Wednesday, July 11, 2012

Metropolis II

Returned to LACMA yesterday to see if it still rocked. It does.

Spent more time in the modern art wing, which has giant stacks of plates, a giant video projection of a man moving his fingers while talking about moving his fingers, an observation deck that you can reach via a large elevator in a shaft filled with angry pop art and Orwell quotations, and this Nam June Paik video installation, Video Flag Z:


DC friends, Nam June Paik is the artist behind the Smithsonian American Art Museum's Electronic Superhighway, so seeing more of his work produced a nice, homey feeling.

But the real modern art party started with this motherfucker:
Metropolis II refuses to be contained in one shot.
Metropolis II was completed last year by Chris Burden (he who created Urban Light, the forest of lampposts in front of LACMA) and eight assistants. It's basically a model train set for Hot Wheels as built by comic book artists of the sixties and seventies during an acid trip.
There is a Metropolis 1 somewhere.
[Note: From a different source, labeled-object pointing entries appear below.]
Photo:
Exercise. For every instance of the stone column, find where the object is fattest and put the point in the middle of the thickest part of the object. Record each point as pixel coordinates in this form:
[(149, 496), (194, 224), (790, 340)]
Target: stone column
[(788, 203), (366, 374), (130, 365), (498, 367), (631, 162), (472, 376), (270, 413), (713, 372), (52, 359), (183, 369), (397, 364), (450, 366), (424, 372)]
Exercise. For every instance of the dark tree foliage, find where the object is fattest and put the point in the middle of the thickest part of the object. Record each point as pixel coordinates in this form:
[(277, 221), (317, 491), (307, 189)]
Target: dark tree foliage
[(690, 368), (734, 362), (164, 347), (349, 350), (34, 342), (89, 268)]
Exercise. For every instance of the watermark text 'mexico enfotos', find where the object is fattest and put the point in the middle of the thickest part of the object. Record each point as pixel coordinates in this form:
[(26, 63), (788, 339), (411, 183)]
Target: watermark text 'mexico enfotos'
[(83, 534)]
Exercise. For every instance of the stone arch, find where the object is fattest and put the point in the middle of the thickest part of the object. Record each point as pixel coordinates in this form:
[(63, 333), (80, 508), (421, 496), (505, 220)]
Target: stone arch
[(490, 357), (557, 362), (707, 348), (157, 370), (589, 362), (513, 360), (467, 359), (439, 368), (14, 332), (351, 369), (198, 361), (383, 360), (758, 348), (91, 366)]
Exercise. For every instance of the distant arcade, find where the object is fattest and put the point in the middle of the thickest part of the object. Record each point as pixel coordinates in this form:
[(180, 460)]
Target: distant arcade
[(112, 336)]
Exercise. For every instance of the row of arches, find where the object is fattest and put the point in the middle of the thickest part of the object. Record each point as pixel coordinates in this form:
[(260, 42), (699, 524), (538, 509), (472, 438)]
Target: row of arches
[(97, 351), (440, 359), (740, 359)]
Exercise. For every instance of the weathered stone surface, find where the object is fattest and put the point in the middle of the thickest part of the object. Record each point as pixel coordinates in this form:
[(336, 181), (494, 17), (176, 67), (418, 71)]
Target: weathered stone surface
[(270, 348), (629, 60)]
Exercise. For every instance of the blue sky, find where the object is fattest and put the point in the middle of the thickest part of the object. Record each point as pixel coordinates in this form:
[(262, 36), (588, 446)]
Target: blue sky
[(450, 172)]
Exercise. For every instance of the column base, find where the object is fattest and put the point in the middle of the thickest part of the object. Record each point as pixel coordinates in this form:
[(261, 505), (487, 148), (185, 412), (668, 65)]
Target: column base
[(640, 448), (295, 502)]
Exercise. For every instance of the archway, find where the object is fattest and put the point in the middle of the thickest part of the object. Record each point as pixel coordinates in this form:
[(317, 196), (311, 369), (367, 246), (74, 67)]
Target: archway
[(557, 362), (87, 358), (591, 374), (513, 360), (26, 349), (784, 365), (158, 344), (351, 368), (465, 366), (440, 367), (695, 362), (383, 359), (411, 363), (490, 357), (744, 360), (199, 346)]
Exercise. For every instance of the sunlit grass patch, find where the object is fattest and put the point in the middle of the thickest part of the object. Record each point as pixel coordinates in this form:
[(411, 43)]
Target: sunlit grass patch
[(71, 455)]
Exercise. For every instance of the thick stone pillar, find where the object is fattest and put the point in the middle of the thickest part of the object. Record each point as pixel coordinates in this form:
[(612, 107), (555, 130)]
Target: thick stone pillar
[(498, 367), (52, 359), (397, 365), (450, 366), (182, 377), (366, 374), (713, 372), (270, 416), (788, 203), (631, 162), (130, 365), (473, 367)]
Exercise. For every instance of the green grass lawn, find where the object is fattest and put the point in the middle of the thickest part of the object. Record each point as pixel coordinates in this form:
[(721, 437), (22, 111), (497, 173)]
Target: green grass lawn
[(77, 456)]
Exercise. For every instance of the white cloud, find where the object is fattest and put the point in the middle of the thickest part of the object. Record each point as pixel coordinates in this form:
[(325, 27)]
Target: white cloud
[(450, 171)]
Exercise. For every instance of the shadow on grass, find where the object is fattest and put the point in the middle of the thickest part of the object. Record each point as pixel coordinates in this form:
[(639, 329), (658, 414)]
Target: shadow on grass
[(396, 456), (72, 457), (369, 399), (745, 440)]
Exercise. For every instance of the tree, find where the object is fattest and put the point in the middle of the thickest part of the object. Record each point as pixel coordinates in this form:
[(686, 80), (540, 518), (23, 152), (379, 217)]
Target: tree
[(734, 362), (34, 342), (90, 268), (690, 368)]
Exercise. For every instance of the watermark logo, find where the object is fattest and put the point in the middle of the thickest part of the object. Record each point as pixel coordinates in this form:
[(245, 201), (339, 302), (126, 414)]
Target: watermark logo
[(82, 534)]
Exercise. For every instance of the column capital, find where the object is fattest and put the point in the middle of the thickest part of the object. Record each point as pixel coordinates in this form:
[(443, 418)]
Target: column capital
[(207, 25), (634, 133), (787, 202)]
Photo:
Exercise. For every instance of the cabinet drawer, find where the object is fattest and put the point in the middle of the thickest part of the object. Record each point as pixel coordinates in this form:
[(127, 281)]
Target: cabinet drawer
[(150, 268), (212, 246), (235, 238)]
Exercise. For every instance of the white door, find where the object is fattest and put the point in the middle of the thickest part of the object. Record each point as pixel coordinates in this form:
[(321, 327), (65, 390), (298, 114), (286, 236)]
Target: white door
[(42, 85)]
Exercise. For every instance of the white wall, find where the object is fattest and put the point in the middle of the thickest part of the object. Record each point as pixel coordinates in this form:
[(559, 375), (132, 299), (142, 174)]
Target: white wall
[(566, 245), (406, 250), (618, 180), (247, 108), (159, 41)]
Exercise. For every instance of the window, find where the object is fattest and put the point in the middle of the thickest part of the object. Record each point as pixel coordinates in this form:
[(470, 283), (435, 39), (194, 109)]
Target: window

It's not like that prank where you release
mole rats into an office building with "1", "2", and "4" painted on their sides.
According to LACMA, "It includes eleven hundred custom-designed cars, eighteen highways, and a variety of architectural structures made of wood, glass, natural stone tiles, and other materials."
Metropolis II laughs at your efforts to photograph it.
"The artist estimates that every hour, one hundred thousand cars circulate through Metropolis II, making it very much like a miniature Los Angeles."

This thing is just begging for a world-weary cop and a crooked
museum trustee to have a climactic fistfight inside it.
During my visit, whatever engine propels the miniature cars seemed to be turned off. Traffic along the eighteen highways was at an utter standstill, making it very much like a miniature Los Angeles at rush hour.